「とっくり王子」の野村健太さん=野村さん提供

 美濃焼の産地・岐阜県多治見市で、「とっくり王子」を名乗り、陶器ボトル(とっくり)の地位向上を目指して活動を続ける人がいる。きっかけは、会社員時代に目の当たりにした業界の厳しい現状だった。

 多治見市の野村健太さん(37)は、今年2月から「とっくり王子」として個人で起業し、新商品開発やとっくりのPR活動を行っている。

 野村さんは、2011年から12年間、焼酎などを入れる陶器ボトルを扱う多治見市の商社の営業職として、地元の陶器工場(窯元)や、全国各地の酒蔵を飛び回っていた。

 そこで感じたのは「単価の安さ」だ。

 陶器ボトル製造には10以上の工程があり、1カ月以上かけて作られる。
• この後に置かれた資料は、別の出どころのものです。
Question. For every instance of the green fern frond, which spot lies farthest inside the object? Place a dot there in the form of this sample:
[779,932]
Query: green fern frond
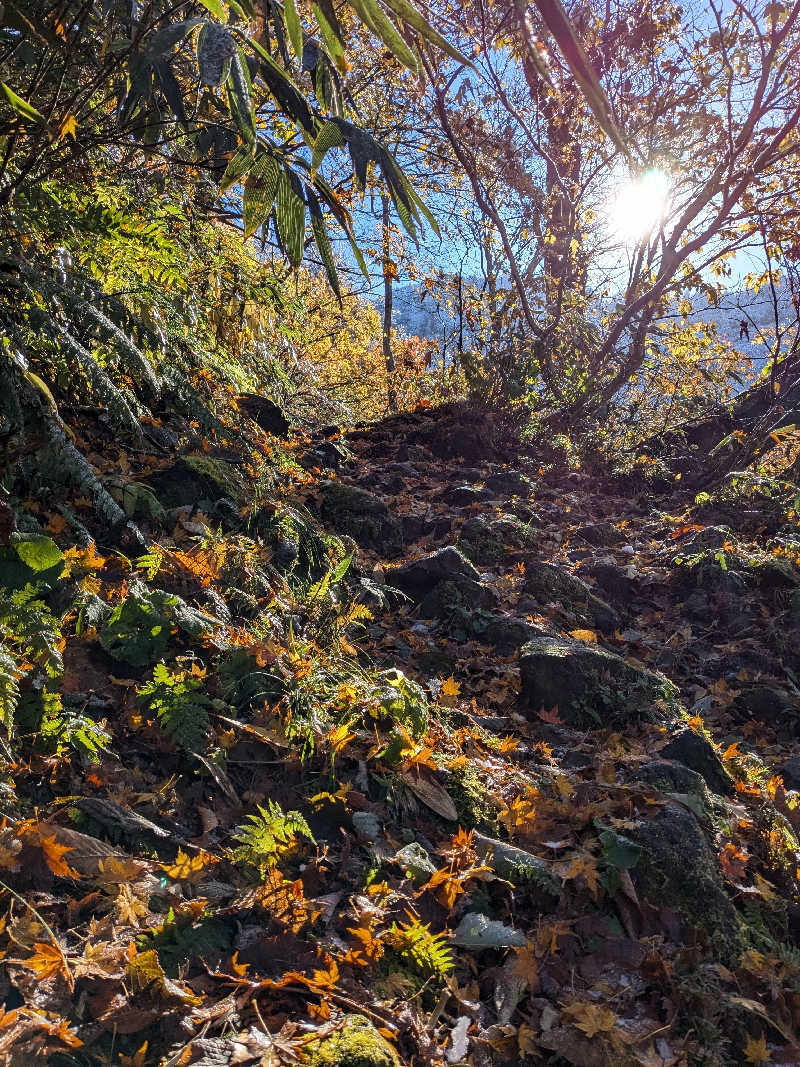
[181,710]
[427,951]
[269,833]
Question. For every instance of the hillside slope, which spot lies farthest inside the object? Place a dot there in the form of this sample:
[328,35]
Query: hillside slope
[397,746]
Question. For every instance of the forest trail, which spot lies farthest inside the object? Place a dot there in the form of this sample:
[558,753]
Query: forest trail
[515,782]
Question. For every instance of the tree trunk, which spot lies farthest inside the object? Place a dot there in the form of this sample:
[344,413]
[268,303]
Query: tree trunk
[388,275]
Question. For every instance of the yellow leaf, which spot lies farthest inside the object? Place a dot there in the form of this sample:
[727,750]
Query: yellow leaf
[47,960]
[585,635]
[756,1051]
[186,868]
[450,690]
[68,126]
[138,1060]
[590,1018]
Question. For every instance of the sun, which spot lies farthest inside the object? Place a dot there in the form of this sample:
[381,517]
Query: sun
[639,205]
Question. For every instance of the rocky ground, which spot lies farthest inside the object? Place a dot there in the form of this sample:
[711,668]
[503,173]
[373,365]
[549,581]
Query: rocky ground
[402,745]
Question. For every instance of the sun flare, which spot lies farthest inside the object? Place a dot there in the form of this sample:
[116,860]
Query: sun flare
[639,205]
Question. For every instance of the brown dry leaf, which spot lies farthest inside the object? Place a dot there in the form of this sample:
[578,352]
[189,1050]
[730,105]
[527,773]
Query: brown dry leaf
[591,1018]
[47,960]
[432,794]
[756,1051]
[54,856]
[128,907]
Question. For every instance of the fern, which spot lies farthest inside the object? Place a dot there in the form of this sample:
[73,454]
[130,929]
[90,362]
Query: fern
[269,833]
[30,640]
[181,710]
[429,952]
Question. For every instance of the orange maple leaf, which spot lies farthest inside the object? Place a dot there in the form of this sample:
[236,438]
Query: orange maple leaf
[591,1018]
[54,856]
[47,960]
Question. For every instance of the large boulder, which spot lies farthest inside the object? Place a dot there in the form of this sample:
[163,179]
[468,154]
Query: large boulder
[362,515]
[418,577]
[697,752]
[266,413]
[549,584]
[677,869]
[194,478]
[591,686]
[490,541]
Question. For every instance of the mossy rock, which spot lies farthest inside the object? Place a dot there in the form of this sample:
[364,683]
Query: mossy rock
[194,478]
[470,795]
[362,515]
[491,541]
[549,584]
[677,869]
[357,1044]
[593,687]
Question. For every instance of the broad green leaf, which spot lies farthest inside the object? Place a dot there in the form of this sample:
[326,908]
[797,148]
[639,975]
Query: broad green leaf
[217,8]
[163,41]
[21,107]
[331,31]
[38,552]
[285,91]
[240,163]
[259,191]
[371,14]
[293,28]
[290,216]
[323,244]
[329,137]
[417,21]
[240,98]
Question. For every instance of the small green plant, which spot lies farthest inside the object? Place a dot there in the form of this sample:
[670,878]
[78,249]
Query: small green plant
[429,952]
[181,709]
[269,833]
[30,643]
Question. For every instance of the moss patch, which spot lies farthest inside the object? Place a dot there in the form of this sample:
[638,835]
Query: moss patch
[356,1045]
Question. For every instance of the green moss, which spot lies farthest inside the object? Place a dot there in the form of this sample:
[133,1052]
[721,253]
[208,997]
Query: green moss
[356,1045]
[194,478]
[470,796]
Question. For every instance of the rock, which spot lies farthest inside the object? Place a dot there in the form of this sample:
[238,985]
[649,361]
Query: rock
[549,584]
[325,456]
[600,535]
[790,773]
[490,541]
[511,482]
[669,776]
[194,478]
[419,576]
[462,496]
[698,753]
[266,413]
[515,864]
[612,579]
[767,703]
[591,686]
[476,932]
[416,862]
[366,826]
[357,1044]
[710,539]
[363,515]
[774,573]
[508,634]
[458,596]
[677,869]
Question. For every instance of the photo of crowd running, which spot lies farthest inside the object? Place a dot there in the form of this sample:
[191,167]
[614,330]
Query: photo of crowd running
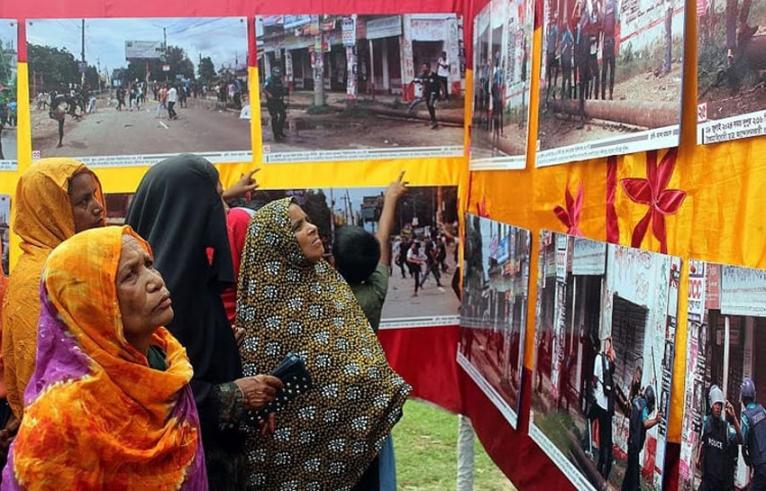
[8,104]
[502,74]
[731,59]
[612,73]
[606,317]
[725,377]
[493,312]
[340,87]
[138,87]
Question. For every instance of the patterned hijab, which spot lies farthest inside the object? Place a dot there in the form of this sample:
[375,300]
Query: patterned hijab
[96,415]
[42,219]
[327,437]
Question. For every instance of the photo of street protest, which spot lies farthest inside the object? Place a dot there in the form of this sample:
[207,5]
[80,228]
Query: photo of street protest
[493,312]
[611,78]
[352,87]
[721,438]
[423,242]
[731,64]
[117,92]
[8,105]
[502,40]
[606,320]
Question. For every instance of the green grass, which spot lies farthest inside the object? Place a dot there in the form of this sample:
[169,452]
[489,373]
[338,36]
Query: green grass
[425,442]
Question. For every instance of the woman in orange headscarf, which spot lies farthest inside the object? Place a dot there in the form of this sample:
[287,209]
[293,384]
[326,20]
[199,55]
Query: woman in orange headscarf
[109,405]
[55,199]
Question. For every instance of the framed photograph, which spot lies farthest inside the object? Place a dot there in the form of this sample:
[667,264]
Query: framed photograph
[731,61]
[606,317]
[359,87]
[502,43]
[611,78]
[8,84]
[122,92]
[493,314]
[726,339]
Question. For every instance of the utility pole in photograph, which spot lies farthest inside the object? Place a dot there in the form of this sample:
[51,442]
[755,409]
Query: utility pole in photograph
[82,55]
[165,50]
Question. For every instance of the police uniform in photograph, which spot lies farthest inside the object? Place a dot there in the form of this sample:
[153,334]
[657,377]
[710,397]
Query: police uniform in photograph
[754,435]
[718,447]
[275,103]
[432,88]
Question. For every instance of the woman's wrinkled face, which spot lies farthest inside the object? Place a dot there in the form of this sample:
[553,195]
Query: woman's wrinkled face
[306,233]
[87,210]
[144,300]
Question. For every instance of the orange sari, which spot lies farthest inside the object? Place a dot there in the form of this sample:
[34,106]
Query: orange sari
[43,219]
[96,415]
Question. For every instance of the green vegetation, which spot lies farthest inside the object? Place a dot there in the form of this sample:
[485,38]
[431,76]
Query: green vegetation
[425,442]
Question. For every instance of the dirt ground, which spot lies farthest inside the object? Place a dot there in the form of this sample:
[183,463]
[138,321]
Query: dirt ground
[561,130]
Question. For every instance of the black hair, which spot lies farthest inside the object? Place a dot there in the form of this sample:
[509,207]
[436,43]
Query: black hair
[357,253]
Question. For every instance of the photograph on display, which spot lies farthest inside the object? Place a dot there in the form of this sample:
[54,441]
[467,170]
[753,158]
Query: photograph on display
[731,62]
[611,78]
[8,106]
[5,229]
[116,92]
[725,376]
[606,320]
[420,287]
[502,40]
[493,313]
[357,87]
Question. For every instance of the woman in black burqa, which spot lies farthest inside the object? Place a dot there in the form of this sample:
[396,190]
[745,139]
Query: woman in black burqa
[179,210]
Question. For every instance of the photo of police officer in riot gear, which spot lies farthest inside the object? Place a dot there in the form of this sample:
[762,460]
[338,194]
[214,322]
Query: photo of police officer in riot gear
[723,433]
[603,368]
[718,446]
[274,93]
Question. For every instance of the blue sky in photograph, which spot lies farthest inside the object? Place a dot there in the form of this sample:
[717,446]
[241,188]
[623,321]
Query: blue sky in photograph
[224,39]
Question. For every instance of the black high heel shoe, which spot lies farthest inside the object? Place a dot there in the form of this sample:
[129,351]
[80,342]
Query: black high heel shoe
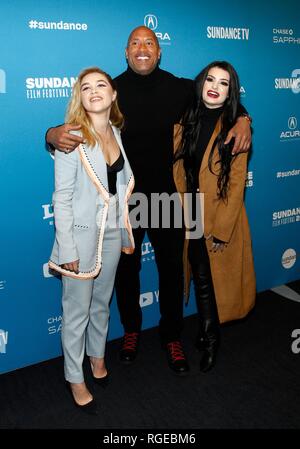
[91,408]
[102,381]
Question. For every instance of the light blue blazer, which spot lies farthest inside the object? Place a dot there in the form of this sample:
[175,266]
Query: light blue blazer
[81,201]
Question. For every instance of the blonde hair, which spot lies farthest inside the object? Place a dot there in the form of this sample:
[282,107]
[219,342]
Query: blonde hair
[76,114]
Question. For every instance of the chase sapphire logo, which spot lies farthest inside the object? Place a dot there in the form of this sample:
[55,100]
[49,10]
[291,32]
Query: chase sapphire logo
[2,82]
[150,21]
[292,123]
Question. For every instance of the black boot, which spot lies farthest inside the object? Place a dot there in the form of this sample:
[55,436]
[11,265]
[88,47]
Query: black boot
[208,338]
[211,345]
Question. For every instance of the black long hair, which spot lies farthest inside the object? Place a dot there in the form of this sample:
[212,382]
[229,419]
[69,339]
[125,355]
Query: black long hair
[192,122]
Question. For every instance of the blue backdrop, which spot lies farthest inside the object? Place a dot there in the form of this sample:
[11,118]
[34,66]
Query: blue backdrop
[43,47]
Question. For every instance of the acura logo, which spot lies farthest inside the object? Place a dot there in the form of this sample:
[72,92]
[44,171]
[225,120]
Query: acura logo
[292,123]
[151,21]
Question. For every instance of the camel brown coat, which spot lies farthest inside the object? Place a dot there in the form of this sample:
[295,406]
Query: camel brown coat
[233,269]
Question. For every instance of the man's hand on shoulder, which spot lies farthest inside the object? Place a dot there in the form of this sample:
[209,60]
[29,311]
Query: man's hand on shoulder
[241,132]
[62,140]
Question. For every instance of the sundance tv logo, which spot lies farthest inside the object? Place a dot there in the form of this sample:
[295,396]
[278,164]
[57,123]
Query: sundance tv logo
[151,21]
[285,36]
[2,82]
[234,33]
[292,133]
[48,88]
[292,83]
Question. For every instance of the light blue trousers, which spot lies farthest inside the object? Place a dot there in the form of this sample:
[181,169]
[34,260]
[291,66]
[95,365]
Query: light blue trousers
[86,305]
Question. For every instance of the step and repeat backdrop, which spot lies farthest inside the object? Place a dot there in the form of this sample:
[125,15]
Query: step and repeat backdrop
[43,47]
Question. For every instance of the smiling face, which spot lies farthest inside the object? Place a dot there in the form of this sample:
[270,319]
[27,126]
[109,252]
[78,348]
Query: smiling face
[143,51]
[96,93]
[216,88]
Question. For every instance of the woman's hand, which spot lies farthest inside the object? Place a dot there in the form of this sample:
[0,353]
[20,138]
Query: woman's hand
[72,266]
[217,245]
[241,132]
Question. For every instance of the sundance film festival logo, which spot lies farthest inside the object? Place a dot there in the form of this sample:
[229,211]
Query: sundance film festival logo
[292,83]
[34,24]
[287,216]
[147,252]
[234,33]
[54,324]
[148,298]
[48,213]
[2,82]
[288,259]
[151,21]
[45,88]
[284,36]
[295,347]
[3,341]
[288,173]
[249,179]
[292,133]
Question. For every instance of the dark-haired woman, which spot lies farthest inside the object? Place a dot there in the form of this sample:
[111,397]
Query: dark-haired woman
[220,262]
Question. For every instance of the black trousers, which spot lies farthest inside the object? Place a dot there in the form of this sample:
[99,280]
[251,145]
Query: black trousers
[168,247]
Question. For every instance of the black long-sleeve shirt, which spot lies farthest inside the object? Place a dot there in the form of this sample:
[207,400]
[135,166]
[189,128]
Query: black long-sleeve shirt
[152,104]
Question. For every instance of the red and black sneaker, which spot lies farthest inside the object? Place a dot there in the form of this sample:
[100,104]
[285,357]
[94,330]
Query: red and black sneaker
[176,358]
[128,351]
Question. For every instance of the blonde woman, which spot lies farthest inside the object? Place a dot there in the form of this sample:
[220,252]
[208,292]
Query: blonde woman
[92,187]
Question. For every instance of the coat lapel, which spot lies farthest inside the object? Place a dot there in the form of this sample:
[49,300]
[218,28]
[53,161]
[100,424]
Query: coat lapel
[204,163]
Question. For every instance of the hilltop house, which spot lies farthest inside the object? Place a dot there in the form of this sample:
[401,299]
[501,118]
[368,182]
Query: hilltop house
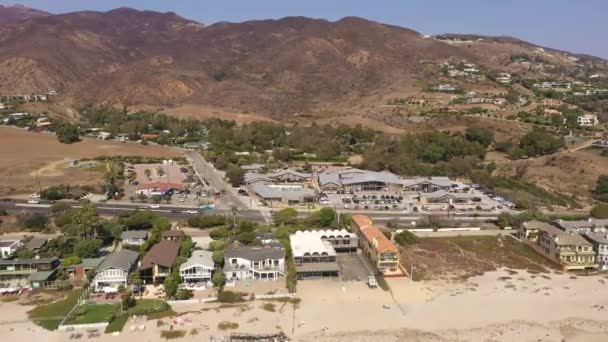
[115,269]
[157,263]
[587,120]
[198,268]
[134,237]
[246,262]
[35,244]
[569,249]
[8,247]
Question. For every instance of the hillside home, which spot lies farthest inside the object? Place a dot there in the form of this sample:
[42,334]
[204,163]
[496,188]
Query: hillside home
[587,120]
[600,245]
[115,269]
[173,235]
[134,237]
[24,268]
[156,265]
[570,250]
[382,252]
[590,225]
[8,247]
[198,268]
[260,263]
[35,244]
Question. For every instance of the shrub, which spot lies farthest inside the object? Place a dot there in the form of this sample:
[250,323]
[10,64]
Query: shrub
[173,334]
[600,211]
[406,238]
[231,297]
[225,325]
[35,222]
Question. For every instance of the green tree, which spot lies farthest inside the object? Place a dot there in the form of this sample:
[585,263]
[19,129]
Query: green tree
[480,135]
[600,211]
[219,278]
[235,175]
[326,217]
[601,188]
[87,248]
[85,219]
[286,216]
[25,254]
[73,260]
[67,133]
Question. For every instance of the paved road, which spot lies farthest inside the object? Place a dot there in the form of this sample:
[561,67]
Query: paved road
[116,209]
[206,171]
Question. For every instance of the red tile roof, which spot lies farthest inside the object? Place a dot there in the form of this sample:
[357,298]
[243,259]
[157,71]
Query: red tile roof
[161,186]
[163,253]
[372,234]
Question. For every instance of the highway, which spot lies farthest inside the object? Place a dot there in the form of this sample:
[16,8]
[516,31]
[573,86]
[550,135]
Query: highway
[115,209]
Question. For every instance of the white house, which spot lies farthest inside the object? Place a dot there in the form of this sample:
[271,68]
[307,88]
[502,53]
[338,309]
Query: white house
[134,237]
[587,120]
[262,263]
[198,267]
[115,269]
[600,245]
[8,247]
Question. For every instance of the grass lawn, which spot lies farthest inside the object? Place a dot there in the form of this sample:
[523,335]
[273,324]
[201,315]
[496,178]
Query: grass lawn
[93,313]
[153,309]
[50,315]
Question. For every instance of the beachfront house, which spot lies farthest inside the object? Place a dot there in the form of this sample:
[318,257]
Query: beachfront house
[248,262]
[8,247]
[134,237]
[158,262]
[569,249]
[315,251]
[382,252]
[114,270]
[600,245]
[198,268]
[39,269]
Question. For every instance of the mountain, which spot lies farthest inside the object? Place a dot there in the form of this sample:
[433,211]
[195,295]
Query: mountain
[11,14]
[279,68]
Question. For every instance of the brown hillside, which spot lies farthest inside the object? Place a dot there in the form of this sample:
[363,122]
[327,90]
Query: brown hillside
[274,67]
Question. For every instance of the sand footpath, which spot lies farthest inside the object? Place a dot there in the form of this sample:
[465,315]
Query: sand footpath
[498,306]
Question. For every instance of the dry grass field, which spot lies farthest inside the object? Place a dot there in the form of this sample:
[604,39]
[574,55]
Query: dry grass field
[459,258]
[23,153]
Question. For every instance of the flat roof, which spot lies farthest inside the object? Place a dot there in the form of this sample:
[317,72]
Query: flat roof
[372,234]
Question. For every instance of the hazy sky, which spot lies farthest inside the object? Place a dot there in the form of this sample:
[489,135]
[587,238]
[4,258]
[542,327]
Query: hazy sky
[574,25]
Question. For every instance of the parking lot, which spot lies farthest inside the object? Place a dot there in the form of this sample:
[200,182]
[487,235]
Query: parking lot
[478,200]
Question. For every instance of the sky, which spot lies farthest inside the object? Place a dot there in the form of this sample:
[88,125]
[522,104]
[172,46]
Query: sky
[579,26]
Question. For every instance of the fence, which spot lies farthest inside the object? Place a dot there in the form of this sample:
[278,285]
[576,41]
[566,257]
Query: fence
[214,299]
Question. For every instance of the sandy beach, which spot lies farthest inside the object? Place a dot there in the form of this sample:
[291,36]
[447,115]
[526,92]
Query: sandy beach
[498,306]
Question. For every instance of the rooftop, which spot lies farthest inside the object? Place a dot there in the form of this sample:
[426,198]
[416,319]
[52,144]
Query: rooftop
[560,237]
[35,243]
[372,234]
[134,234]
[199,258]
[163,253]
[255,253]
[291,192]
[123,259]
[8,243]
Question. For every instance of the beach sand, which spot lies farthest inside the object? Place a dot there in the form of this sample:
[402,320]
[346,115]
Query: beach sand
[498,306]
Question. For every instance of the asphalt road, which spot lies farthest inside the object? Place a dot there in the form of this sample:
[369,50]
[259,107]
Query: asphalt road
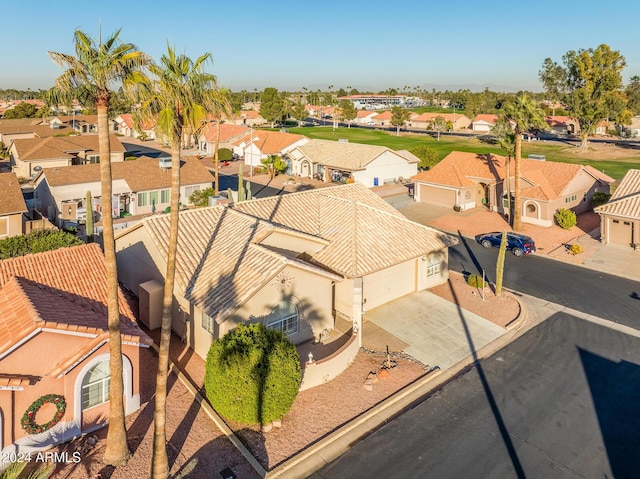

職人たちの手仕事とその技に支えられているが、代表的な商品の出荷時の単価は400円以下のものが多いという。

 ボトルは、酒蔵から商社を介して窯元に製造の依頼があるのが一般的。「陶器ボトルは、お酒を入れる『備品』扱いで美濃焼の中でも価値が低くみられてしまう。価格の決定権も窯元に無い」と野村さん。単価の安さなどから人手不足にもつながり、「せめて単価が今の1.5倍ぐらいになれば人をもう一人雇える」といった嘆きをよく耳にした。陶器ボトルの製造会社も減るばかりだ。

 酒好きが高じて業界に飛び込んだ野村さんは、将来を案じ、「適正な単価で流通できるような仕組みに変えたい」と思うようになった。